Hi,
I'm trying to create a barplot with bars ordered from the most frequent category to the less frequent one (btw, this is the right plot to create for factor variables, right? A boxplot would only make sense for categorical x and continuous y). I know of this question which is similar:
But it's not the same: I don't have any facets here. my_df has only two columns, month containing abbreviations of the first 10 months of the year, and state which is either on or off. I want to create a barplot which shows the counts for each month, ideally by status, and ordered by count. I tried to order my dataframe by month count (sorted_df_easy) or by month count and status before plotting it.
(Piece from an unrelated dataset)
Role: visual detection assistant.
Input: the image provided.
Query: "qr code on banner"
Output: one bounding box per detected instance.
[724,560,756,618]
Both approaches don't work:
library(dplyr)
#>
#> Attaching package: 'dplyr'
#> The following objects are masked from 'package:stats':
#>
#> filter, lag
#> The following objects are masked from 'package:base':
#>
#> intersect, setdiff, setequal, union
library(magrittr)
library(ggplot2)
# library(microbenchmark)
n <- 10^5
key <- as.factor(sample(month.abb[1:10], 10))
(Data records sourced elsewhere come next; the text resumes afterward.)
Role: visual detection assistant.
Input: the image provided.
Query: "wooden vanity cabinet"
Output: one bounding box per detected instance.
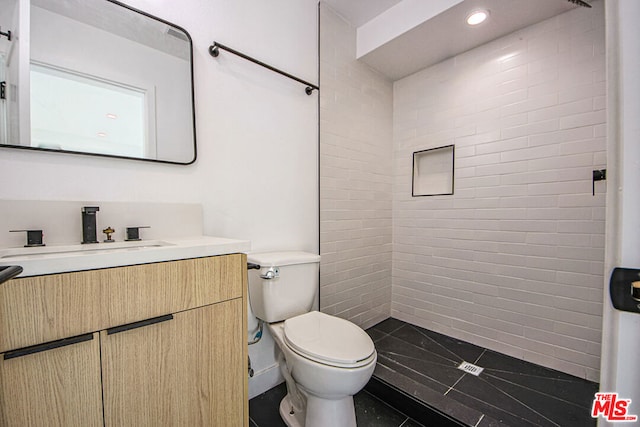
[0,254,248,427]
[0,333,103,427]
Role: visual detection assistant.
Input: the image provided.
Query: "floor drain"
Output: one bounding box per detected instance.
[458,362,484,377]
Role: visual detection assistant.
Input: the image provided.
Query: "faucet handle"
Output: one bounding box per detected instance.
[9,230,46,248]
[124,225,151,242]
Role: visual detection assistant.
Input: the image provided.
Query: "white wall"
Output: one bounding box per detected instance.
[0,0,318,400]
[392,1,606,381]
[599,0,640,425]
[320,3,393,328]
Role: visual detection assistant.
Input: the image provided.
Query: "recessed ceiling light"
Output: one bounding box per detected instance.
[467,9,489,26]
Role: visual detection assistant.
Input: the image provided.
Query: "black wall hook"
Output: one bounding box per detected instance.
[0,28,11,41]
[591,169,607,196]
[209,42,320,95]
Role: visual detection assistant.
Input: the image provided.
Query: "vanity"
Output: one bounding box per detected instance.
[0,238,250,426]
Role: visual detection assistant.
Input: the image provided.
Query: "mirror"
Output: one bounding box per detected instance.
[0,0,196,164]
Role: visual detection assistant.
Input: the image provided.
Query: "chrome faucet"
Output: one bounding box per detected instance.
[82,206,100,244]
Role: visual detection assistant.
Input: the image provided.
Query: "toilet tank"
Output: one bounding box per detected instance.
[247,251,320,323]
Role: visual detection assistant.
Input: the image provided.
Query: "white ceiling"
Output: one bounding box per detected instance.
[323,0,591,80]
[323,0,402,28]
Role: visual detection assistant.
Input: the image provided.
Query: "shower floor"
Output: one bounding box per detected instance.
[365,318,598,427]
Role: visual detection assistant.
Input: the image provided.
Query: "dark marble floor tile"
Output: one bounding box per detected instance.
[249,383,287,427]
[353,391,408,427]
[484,375,596,427]
[369,317,407,334]
[376,335,464,393]
[490,369,599,410]
[477,351,599,409]
[365,328,387,344]
[367,366,482,426]
[391,325,485,365]
[447,374,557,427]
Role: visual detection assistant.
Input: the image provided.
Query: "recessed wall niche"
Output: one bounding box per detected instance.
[411,145,455,197]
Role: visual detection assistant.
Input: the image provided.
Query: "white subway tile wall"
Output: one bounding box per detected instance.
[392,0,606,381]
[320,3,393,328]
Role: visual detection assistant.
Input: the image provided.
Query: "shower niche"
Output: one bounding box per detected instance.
[411,145,455,197]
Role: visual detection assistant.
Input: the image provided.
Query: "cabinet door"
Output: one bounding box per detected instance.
[100,298,247,427]
[0,333,103,427]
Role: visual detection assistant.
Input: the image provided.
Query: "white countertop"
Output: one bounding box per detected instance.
[0,236,251,277]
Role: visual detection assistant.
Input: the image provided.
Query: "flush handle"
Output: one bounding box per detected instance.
[260,267,280,280]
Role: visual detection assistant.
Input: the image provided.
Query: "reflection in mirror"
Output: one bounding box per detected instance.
[0,0,196,164]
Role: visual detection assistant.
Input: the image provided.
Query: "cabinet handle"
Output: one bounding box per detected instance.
[4,333,93,360]
[107,314,173,335]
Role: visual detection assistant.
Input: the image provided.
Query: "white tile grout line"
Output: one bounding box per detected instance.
[473,414,484,427]
[444,348,487,396]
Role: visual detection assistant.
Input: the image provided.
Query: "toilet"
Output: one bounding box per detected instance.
[247,252,377,427]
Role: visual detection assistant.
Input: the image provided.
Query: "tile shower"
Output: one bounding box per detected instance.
[320,0,606,381]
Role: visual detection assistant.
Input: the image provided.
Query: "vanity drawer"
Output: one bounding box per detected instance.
[0,254,247,353]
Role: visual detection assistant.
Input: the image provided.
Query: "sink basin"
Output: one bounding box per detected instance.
[0,240,174,260]
[0,236,251,277]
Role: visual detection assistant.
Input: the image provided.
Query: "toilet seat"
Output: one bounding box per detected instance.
[284,311,375,368]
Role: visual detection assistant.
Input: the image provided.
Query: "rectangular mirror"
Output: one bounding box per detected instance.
[0,0,196,164]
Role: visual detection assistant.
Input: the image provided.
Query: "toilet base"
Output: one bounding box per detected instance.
[280,393,356,427]
[280,393,307,427]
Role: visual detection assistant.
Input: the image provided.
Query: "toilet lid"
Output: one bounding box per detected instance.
[284,311,375,367]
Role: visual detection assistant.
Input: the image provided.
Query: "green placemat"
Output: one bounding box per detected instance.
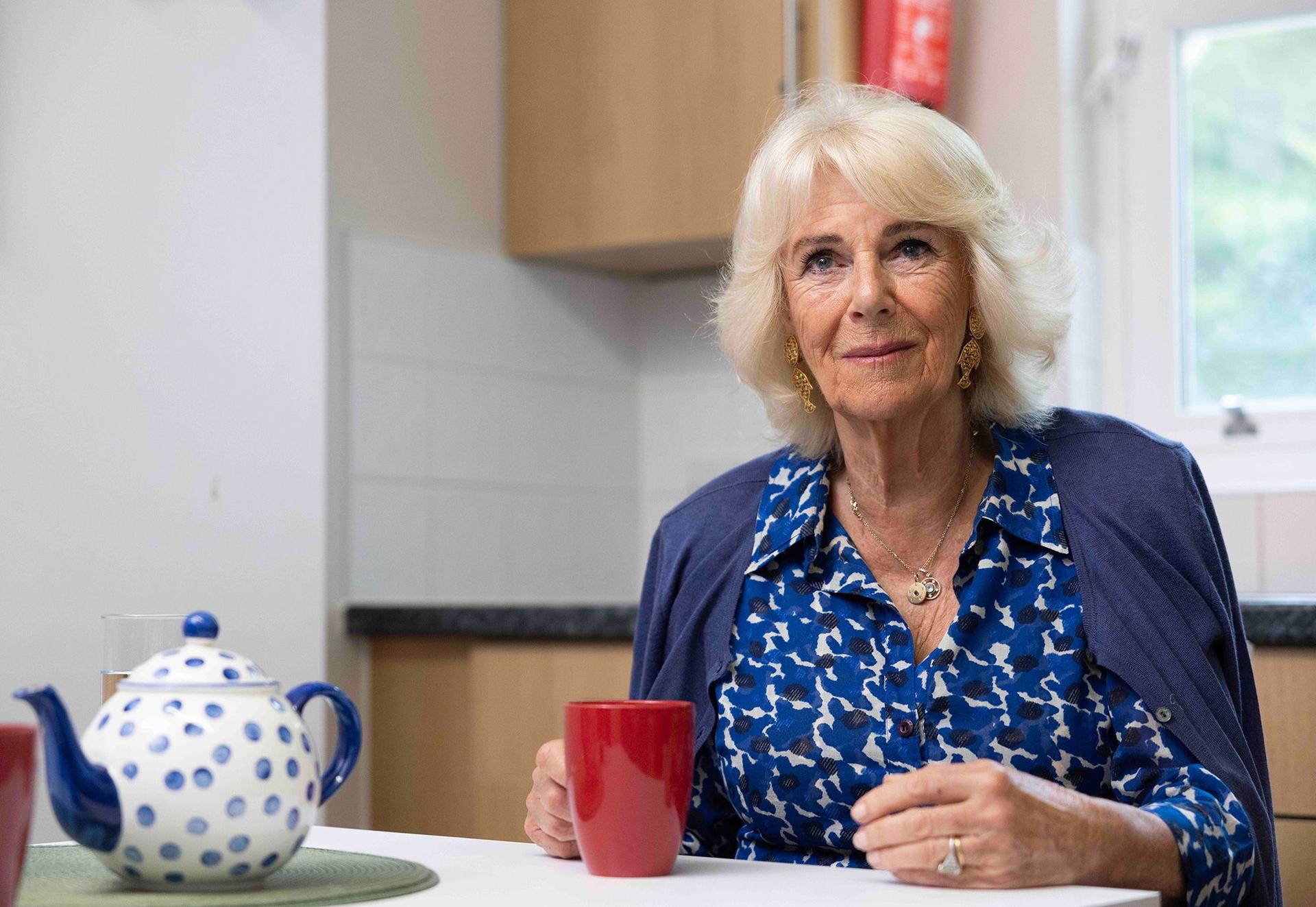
[17,847,438,907]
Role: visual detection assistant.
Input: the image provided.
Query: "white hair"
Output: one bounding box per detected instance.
[711,83,1073,457]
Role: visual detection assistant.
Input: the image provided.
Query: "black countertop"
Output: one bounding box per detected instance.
[348,594,1316,646]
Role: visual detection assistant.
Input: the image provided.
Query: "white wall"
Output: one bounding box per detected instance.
[0,0,325,840]
[348,232,637,604]
[632,271,781,547]
[326,0,639,824]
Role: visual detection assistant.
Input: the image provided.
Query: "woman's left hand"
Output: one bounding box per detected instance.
[851,760,1104,888]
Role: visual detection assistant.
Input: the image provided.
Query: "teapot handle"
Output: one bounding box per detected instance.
[288,682,361,803]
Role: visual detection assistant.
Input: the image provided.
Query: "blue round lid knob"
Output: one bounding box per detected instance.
[183,611,220,640]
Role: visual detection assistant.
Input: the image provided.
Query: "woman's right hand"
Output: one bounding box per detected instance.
[525,740,581,860]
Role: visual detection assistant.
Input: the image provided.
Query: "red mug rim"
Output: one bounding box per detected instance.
[568,699,695,711]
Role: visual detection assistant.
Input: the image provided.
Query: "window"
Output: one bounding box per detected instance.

my_df <- data.frame(month = sample(key, n, replace = TRUE, prob = seq(0.1, 1, 0.1)),
state = sample(c("on", "off"), n, replace = TRUE))
my_df$month[sample(seq_len(n), 100)] <- NA
sorted_df_easy <- my_df %>%
count(month) %>%
arrange(-n)
# this doesn't work
ggplot(sorted_df_easy, aes(x = month, y = n)) +
geom_bar(stat="identity") +
coord_flip()

sorted_df_hard <- my_df %>%
count(state, month) %>%
arrange(state, -n)
# of course, this is even worse
ggplot(sorted_df_hard, aes(x = month, y = n, fill = state)) +
geom_bar(stat="identity") +
coord_flip()

Created on 2018-09-04 by the reprex package (v0.2.0).
Any solutions? Preferably, I'd rather not use forcats - this is for an edge system, and the less stuff I depend on, the better (that's why I don't load tidyverse, btw). Of course, if the forcats is considerably shorter and more readable than the non-forcats solution, I could change my mind.